Abstract:
Objective To observe the effect of xenotransplantation of GGTA1/β4GalNT2 double-gene knockout inbred line Wuzhishan miniature pig skin preserved in liquid nitrogen.
Methods Cryopreserved double-gene knockout pig split skin and commercially gene transfected pig skin were used. The double-gene knockout pig skin was preserved by vitrification method, and the skin was thawed when used for xenotransplantation. The receptor were rhesus monkey, which were divided into experimental group and control group, with 4 animals in each group, and four pieces of 4 cm×4 cm skin were removed on each monkey′s back, forming a full-thickness skin excision model. Cryopreserved double-gene knockout pig skin and gene transfected pigs kin were transplanted respectively. The survival of the skin was observed at different time points after the operation, and the vitality of the skin was evaluated by color, texture, etc. And samples were taken for pathological examination. Serum was taken before operation and on the 4th, 7th, 10th, 14th and 21st days after operation to detect IL-2, IL-4, IFN-γ, and IL-12 content.
Results The survival time of pig skin in the experimental group was [10-21(14.5±3.4)d], significantly longer than [7-14(10.6±2.7)d] in the control group (t=3.272, P=0.004). The skin grafts of both groups survived well on the 4th day after operation. On the 7th day after operation, there were small blisters on 2 skin grafts in the experimental group, and big blisters on 6 skin grafts in the control group. On the 10th day after operation, 5 skin grafts in the experimental group were completely torn off, 6 and 4 skin grafts were still warm and soft in the experimental and control group respectively. On the 12th day after operation, 3 and 1 skin grafts in the experimental group and the control group were still warm and soft. On the 14th day after operation, one skin graft in the experimental group remained warm and soft, while all skin grafts lost viablity in the control group. Pathological observation showed that the histological morphology of the skin grafts in both groups were normal on the 4th day after operation. On the 7th day after operation, the structure of skin epidermal cells in the experimental group was complete, while the number of epidermal cells in the control group was reduced. In a part of the skin grafts in both groups, engraft could be seen between the skin and wound bed. On the 10th day after operation, the number of epidermal cells in the experimental group decreased, and the interface between epidermis and dermis was partially separated, while the number of epidermal cells in the control group was further reduced compared with before, and the phenomenon of engraft still existed. On the 14th day after operation, the number of epidermal cells was significantly reduced and the phenomenon of engraft still existed in the experimental group. While infiltration of inflammatory cells in the wound bed could be seen in the control group. Serum IL-2 and IL-4 levels on the 10th day after operation, serum IFN-γ before operation and on the 4th day after operation, and the IFN-γ/IL-4 on the 14th day after operation in the experimental group were higher than those in the control group.

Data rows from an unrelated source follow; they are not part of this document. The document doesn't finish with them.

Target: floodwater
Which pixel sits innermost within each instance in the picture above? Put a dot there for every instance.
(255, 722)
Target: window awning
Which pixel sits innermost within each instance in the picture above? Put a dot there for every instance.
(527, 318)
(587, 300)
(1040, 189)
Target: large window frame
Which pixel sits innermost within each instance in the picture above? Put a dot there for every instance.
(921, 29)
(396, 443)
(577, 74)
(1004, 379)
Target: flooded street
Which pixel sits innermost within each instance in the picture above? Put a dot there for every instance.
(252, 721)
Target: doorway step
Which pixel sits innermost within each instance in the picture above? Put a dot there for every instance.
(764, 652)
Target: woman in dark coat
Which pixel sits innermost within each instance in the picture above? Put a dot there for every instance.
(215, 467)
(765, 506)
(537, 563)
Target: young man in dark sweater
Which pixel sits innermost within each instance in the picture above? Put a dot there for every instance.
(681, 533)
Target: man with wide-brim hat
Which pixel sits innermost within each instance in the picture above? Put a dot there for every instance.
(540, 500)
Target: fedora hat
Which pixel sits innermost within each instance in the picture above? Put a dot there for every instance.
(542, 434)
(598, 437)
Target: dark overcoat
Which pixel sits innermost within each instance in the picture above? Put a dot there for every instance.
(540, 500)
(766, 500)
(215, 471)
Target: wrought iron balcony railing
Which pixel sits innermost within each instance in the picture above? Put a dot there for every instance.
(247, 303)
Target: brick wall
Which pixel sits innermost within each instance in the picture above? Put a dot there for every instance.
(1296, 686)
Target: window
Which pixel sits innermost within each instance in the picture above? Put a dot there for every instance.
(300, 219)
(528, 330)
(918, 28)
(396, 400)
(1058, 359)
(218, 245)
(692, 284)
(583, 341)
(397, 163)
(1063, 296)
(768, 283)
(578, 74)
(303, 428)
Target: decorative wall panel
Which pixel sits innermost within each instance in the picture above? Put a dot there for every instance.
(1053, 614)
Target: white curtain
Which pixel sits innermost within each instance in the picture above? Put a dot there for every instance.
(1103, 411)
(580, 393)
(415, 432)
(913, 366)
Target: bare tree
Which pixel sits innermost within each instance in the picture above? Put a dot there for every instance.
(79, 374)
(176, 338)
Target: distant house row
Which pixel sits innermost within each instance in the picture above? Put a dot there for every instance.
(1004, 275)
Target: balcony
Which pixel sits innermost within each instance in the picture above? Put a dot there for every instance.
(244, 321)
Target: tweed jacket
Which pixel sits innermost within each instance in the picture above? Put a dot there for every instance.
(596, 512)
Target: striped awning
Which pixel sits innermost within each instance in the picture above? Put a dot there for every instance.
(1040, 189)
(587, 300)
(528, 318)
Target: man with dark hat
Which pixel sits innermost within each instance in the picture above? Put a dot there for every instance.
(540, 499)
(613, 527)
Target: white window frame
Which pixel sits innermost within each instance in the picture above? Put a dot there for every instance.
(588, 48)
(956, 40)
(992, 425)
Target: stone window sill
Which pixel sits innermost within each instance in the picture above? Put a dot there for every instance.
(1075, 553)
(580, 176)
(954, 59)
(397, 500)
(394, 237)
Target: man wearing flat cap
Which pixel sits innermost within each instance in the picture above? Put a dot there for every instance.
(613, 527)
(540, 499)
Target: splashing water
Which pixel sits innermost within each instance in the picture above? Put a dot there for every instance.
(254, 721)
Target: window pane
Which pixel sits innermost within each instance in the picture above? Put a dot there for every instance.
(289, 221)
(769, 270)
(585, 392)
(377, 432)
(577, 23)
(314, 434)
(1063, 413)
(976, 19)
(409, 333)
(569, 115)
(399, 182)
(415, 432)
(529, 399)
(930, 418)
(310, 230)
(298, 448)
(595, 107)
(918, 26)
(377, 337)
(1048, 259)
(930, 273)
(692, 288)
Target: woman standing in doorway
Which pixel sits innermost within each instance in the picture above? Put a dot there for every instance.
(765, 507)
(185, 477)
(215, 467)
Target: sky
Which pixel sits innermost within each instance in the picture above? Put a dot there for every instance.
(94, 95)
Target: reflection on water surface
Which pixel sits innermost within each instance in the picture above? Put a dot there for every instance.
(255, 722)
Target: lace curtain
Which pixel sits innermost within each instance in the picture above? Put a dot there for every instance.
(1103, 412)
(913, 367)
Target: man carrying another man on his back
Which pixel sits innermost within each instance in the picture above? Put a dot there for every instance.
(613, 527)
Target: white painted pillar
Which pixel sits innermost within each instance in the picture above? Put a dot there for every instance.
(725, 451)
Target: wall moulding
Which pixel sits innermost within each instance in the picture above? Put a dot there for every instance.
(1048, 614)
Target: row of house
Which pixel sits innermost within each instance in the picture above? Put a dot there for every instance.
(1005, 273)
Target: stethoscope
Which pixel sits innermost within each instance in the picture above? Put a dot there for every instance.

Conclusion Cryopreserved GGTA1/β4GalNT2 double-gene knockout inbred line Wuzhishan miniature pig skin survives well after transplantation, and can obtain a relatively long survival time.
Key words:
Cryopreservation,
Skin,
Xenotransplantation
Feng Li, Junyou Li, Shutang Feng, Guoping Li, Yifan Dai. Observation of effect on xenotransplantation using cryopreserved GGTA1/β4GalNT2 double-gene knockout inbred line Wuzhishan miniature pig skin[J]. Chinese Journal of Injury Repair and Wound Healing(Electronic Edition), 2024, 19(01): 61-67.